Both of these futures start from the same point: AI becomes the stage on which all thinking happens. The question is whether human intelligence will still have main character energy, or quietly fade into the background.
Dichotomy 4: Intelligence-full or intelligence-insatiable
A final dichotomy in understanding AI's impact lies in how intelligence-hungry a task or domain truly is. Not all problems are equal in their appetite for cognition.
Intelligence-full
Some tasks are intelligence-full, i.e. they reach a performance ceiling beyond which additional intelligence offers diminishing returns. These are domains where the intelligence need plateaus: once a task is solved at a sufficient level of reliability, accuracy, or speed, more intelligence adds little marginal value. Examples include optical character recognition (digitising handwriting), invoice reconciliation, payroll automation, or compliance analysis. Once the solution is good enough, smarter systems do not offer additional returns. Often, intelligence-full tasks correlate with domains where both the number of distinct problems and the complexity of those problems are finite and stable over time. These tasks are bounded - they do not continuously generate new edge cases, nor do they benefit from increasing levels of cognitive sophistication once a certain threshold is met. E.g. payroll does not need to happen more than once per month per employee, and once handwriting recognition is solved it is solved for good, as handwriting does not grow more complex over time.
Intelligence-insatiable
Other domains are intelligence-insatiable. These are problems where the appetite for intelligence is unbounded and scales with supply. The creative industries offer a clear example: video game design, storytelling, visual art, or advertising. As models become more capable, the bar for what counts as great content rises accordingly. In the 1920s, a silent film could captivate millions; today, audiences expect cinematic universes with multi-layered plots and incredible effects. The same is true for marketing campaigns, digital content, and world-building in games. The more intelligence we have at our disposal, the more novelty, complexity, and personalisation we demand.

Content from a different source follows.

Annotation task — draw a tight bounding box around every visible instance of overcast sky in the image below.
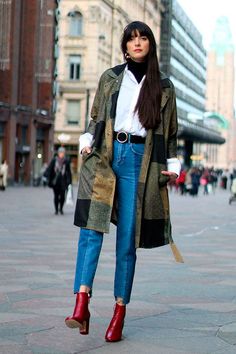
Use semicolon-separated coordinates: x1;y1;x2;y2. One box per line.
177;0;236;49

Intelligence-insatiable domains often correlate with uncapped human desire, where progress can never truly fulfil demand but instead creates new reference points. As Chris Paik has argued, many of the most successful products map to the Bible’s seven deadly sins, revealing the bottomless appetites underpinning the human psyche:
Instagram maps to vanity: people always want to look more beautiful.
Uber to sloth: people always want to move with less effort.
Bitcoin to greed: people always want more wealth.
Tinder to lust: people always want more sexual stimulation.
Uber Eats to gluttony: people always want tastier food.
Twitter to wrath: people always want to argue and feel right.
These are domains where higher intelligence may make the product not just eternally better, but eternally more addictive, because the underlying need is never fully satisfied.
This dichotomy shows that intelligence demand curves differ across domains. In some areas, demand increases linearly with intelligence, such as in the creative fields, or legal reasoning, where better models unlock incremental improvements. In others, the curve is exponential: a threshold is crossed and entirely new capabilities emerge, as in drug discovery or scientific simulation. And in yet others, the curve flattens: tasks are solved once and for all, and additional intelligence no longer moves the needle.
Which future will it be?
So which one will it be? Does AI make human intelligence boring or more important than ever? Will we live in AI utopia or dystopia? Will human touch be positive or negative? Will we face intelligence fullness or become insatiable for more? I’m inclined to give an answer along the lines of “the truth lies somewhere in the middle”. But clarity typically doesn’t start in the middle. It starts at the edges, in naming the extremes so we can navigate between them.